Effects on the church as a whole

Evangelism is not centered around an event (Sunday morning) but is the lifestyle of the equipped people of God. 

The gospel is applied deeply to believers lives.  The gospel message is not simply presented at the end of the message to provoke a time of decision.  Nor is the “gospel message” relegated to a 45 minute appeal to the unbeliever to convert.  The gospel message is that the cataclysmic work of Christ impacts every area of our lives—believer and unbeliever—and the preacher spends however long he preaches fleshing out the impact of what Christ has done.  Therefore, rather than hearing sermons on 5 steps to a healthy marriage the believer is given confidence that the gospel ought to, and in fact does, penetrate even the marriage. 
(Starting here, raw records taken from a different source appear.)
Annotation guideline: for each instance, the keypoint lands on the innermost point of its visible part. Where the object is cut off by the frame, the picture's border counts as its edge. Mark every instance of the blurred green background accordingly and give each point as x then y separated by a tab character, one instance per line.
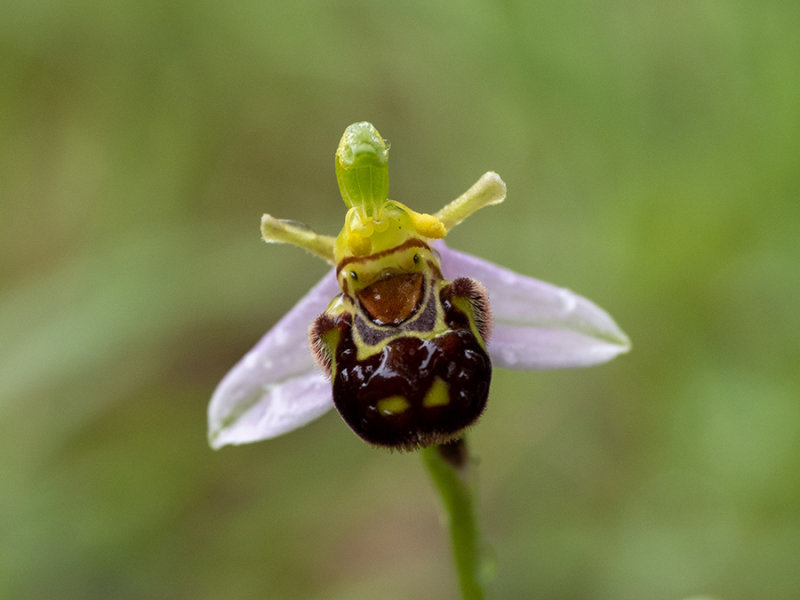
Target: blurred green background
652	155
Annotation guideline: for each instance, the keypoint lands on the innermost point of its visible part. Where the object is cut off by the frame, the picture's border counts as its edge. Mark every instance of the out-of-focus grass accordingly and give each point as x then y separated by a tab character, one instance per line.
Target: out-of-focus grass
651	153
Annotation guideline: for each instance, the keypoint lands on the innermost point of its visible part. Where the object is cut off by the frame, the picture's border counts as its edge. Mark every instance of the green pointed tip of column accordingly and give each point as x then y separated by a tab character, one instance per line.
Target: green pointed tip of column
362	167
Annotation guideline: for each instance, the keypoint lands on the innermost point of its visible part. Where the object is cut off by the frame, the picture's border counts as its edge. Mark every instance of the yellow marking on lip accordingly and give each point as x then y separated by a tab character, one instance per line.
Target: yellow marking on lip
393	405
438	395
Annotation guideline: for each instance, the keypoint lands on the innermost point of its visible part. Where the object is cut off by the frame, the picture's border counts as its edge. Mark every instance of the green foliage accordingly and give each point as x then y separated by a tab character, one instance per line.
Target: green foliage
650	152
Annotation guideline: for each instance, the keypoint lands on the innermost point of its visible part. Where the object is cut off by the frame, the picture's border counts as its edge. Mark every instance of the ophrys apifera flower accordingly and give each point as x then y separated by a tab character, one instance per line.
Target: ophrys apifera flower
401	335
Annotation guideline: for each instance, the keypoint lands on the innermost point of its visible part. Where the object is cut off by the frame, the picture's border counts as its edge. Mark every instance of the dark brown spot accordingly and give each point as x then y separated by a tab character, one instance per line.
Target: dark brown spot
407	367
392	300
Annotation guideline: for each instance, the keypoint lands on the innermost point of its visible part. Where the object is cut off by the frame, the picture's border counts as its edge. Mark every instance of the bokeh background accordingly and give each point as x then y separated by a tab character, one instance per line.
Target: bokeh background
652	155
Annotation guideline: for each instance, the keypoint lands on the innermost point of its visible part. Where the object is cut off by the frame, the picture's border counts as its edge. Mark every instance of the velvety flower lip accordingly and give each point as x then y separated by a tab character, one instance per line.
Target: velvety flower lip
277	386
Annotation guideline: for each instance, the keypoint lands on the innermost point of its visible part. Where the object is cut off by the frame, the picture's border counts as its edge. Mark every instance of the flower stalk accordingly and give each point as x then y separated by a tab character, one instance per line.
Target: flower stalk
449	466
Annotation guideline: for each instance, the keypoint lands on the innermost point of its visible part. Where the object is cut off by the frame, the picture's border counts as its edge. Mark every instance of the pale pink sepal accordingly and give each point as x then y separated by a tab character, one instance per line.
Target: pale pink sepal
538	325
277	386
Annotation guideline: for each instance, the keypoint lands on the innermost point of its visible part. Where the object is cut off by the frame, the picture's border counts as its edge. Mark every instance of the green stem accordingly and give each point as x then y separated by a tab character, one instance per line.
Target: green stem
448	466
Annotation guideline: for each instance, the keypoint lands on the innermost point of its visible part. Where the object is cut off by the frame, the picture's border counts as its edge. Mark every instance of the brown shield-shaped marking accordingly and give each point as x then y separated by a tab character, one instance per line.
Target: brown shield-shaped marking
392	300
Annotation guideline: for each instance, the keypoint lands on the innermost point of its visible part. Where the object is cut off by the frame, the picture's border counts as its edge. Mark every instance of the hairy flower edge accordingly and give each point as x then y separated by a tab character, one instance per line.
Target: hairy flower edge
277	387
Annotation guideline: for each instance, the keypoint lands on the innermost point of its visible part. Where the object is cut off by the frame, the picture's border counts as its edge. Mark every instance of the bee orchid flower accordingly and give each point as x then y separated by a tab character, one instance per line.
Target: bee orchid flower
401	335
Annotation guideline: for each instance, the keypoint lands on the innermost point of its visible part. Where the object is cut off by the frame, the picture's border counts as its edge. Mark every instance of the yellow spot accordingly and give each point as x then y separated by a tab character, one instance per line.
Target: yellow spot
393	405
438	395
359	245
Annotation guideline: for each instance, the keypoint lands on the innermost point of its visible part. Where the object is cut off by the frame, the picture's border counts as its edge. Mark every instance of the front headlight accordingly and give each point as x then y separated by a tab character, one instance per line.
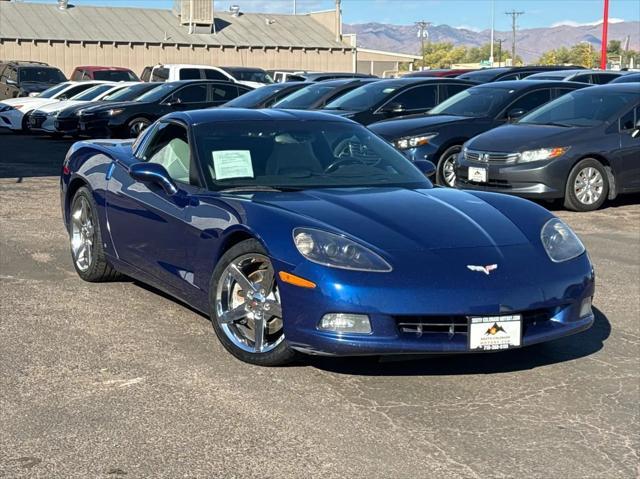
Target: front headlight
560	242
336	251
414	141
542	154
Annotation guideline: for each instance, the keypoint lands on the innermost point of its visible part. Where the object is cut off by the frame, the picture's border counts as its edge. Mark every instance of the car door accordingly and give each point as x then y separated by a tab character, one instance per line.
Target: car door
146	223
628	173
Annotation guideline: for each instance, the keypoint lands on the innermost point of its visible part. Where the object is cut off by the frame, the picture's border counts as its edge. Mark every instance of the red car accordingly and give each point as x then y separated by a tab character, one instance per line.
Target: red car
103	73
440	73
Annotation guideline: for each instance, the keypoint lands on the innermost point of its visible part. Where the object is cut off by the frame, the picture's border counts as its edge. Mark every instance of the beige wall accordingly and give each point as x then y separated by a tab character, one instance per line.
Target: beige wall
67	57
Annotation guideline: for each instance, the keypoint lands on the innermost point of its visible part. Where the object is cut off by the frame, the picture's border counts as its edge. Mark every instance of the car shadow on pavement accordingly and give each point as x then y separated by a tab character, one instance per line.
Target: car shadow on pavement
561	350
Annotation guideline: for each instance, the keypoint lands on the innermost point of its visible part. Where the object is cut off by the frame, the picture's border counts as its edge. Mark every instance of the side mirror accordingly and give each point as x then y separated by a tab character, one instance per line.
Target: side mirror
515	114
426	167
393	108
153	173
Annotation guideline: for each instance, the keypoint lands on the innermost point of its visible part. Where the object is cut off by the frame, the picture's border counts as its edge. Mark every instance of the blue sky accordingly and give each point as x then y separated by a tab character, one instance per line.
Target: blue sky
473	14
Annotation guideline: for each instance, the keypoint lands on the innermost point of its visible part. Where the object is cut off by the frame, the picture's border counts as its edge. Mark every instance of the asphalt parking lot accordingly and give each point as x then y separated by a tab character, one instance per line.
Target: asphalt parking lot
118	380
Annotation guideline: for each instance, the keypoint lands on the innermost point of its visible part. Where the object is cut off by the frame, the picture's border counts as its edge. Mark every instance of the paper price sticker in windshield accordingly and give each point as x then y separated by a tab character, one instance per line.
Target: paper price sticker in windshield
232	164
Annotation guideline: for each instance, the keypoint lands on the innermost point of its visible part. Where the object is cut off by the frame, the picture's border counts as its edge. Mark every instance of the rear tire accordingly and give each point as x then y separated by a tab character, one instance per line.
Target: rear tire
445	172
587	186
239	318
85	239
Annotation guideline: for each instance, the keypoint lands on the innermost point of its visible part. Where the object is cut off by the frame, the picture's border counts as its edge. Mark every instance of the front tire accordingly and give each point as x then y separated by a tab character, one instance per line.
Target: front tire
85	238
246	312
587	186
445	171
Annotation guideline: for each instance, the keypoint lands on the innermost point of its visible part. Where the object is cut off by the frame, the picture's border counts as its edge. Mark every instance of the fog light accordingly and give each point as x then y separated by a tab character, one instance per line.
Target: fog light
345	323
585	307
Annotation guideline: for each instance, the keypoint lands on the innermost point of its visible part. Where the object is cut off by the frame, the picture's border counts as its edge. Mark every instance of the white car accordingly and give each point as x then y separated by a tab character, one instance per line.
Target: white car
14	112
253	77
43	119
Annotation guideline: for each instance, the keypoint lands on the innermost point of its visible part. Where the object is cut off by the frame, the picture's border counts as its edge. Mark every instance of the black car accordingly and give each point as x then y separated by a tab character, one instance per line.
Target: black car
265	96
319	94
439	135
322	76
67	120
583	147
487	75
19	78
385	99
628	78
128	119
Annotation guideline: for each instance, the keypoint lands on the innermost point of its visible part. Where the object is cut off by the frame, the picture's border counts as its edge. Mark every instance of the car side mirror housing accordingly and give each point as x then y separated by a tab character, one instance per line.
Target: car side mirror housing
426	167
515	114
153	173
393	108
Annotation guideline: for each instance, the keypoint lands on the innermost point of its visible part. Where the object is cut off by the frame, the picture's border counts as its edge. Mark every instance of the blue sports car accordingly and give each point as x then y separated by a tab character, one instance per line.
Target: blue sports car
305	232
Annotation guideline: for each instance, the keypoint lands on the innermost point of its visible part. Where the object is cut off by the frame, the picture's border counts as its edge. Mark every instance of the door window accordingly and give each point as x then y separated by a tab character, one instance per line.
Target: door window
210	74
191	94
189	74
531	100
169	147
417	98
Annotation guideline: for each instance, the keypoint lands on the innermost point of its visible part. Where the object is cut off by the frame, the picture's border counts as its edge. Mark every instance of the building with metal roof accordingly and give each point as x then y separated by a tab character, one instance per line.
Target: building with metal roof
67	35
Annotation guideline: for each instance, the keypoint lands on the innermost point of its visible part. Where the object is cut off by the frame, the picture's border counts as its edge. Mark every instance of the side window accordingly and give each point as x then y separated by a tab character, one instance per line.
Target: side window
531	100
169	147
214	75
628	121
418	98
585	78
189	74
223	93
160	74
191	94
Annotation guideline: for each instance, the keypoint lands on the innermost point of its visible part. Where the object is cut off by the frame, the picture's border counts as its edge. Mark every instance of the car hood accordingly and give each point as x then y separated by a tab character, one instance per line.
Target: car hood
392	129
60	105
515	138
429	219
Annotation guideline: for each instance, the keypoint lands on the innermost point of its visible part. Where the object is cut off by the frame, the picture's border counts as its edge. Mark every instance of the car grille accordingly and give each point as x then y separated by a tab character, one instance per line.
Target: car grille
490	156
36	119
418	326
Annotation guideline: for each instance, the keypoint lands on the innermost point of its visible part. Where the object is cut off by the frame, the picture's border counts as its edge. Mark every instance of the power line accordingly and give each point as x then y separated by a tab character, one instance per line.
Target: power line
514	17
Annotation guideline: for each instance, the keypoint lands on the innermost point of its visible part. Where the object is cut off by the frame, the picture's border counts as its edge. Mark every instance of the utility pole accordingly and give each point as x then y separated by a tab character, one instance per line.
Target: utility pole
500	41
422	25
514	18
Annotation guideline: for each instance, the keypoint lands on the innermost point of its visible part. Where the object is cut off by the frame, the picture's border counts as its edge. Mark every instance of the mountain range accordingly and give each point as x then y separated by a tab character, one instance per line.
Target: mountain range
530	43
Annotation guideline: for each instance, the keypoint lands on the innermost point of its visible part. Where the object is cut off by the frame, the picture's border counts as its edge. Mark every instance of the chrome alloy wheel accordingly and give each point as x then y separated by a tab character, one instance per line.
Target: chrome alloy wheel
448	170
588	186
248	306
82	234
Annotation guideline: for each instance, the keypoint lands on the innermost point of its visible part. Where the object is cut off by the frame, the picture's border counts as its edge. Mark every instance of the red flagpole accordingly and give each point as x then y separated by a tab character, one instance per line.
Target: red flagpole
605	30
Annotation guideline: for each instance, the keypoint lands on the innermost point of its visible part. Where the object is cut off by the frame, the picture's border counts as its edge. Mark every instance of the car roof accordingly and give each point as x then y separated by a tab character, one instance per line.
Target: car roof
246	114
530	84
96	68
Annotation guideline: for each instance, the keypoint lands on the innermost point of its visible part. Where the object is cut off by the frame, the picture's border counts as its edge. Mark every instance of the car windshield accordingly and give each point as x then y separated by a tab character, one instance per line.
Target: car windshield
475	102
245	74
50	92
300	155
41	75
130	93
305	97
159	93
366	96
114	75
584	108
92	93
257	96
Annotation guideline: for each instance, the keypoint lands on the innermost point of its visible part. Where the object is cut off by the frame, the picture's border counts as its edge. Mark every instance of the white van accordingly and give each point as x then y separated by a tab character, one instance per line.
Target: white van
174	72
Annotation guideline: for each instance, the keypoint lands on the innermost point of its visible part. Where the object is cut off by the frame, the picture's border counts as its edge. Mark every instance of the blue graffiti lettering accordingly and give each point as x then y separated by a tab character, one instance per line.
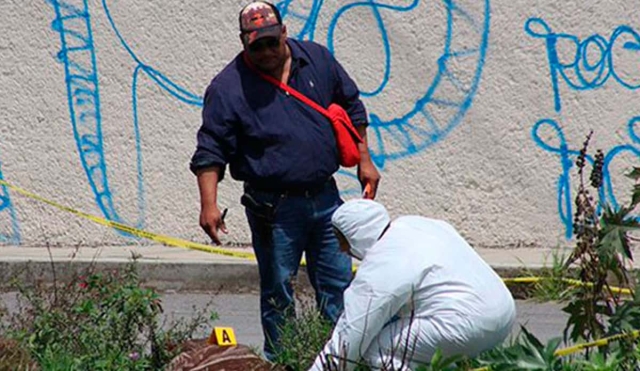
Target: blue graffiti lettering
391	140
77	54
583	71
6	208
567	156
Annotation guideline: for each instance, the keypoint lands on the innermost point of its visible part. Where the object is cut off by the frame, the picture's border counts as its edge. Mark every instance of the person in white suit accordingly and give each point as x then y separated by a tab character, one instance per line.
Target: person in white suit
420	287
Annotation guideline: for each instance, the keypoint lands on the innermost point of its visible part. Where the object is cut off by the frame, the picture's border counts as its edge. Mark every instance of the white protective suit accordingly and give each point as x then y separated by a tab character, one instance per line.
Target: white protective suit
459	303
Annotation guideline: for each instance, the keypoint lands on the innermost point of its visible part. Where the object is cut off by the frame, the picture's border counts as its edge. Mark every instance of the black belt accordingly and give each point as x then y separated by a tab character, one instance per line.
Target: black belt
297	191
Believers are less likely to be “tossed to and fro” because the teaching on Sunday morning is geared more towards their edification.  Let’s face it, in most churches a small percentage of Christian people will be involved in small groups or other discipleship programs.  In the comprehensible church believers will get a more steady diet instead of milk every week. 

The Preacher’s Question:

If you are a preacher there are a few questions to make this practical.

  • You have done all of the study work of understanding the passage.  Now you are at the stage of determining how best to preach this passage.  Do you think primarily of the unbeliever or the believer?  Keep in mind your primary charge is to feed the sheep. 
  • As you scan through your sermon to the sheep, do you look for words that would need to be made plain to an unbeliever?  Keep in mind you are called to be comprehensible. 
  • Do you have a point in the sermon where you make the gospel explicitly clear?  Keep in mind you are called to proclaim the gospel. 

Is it clear now the difference between the catering church and the comprehensible church?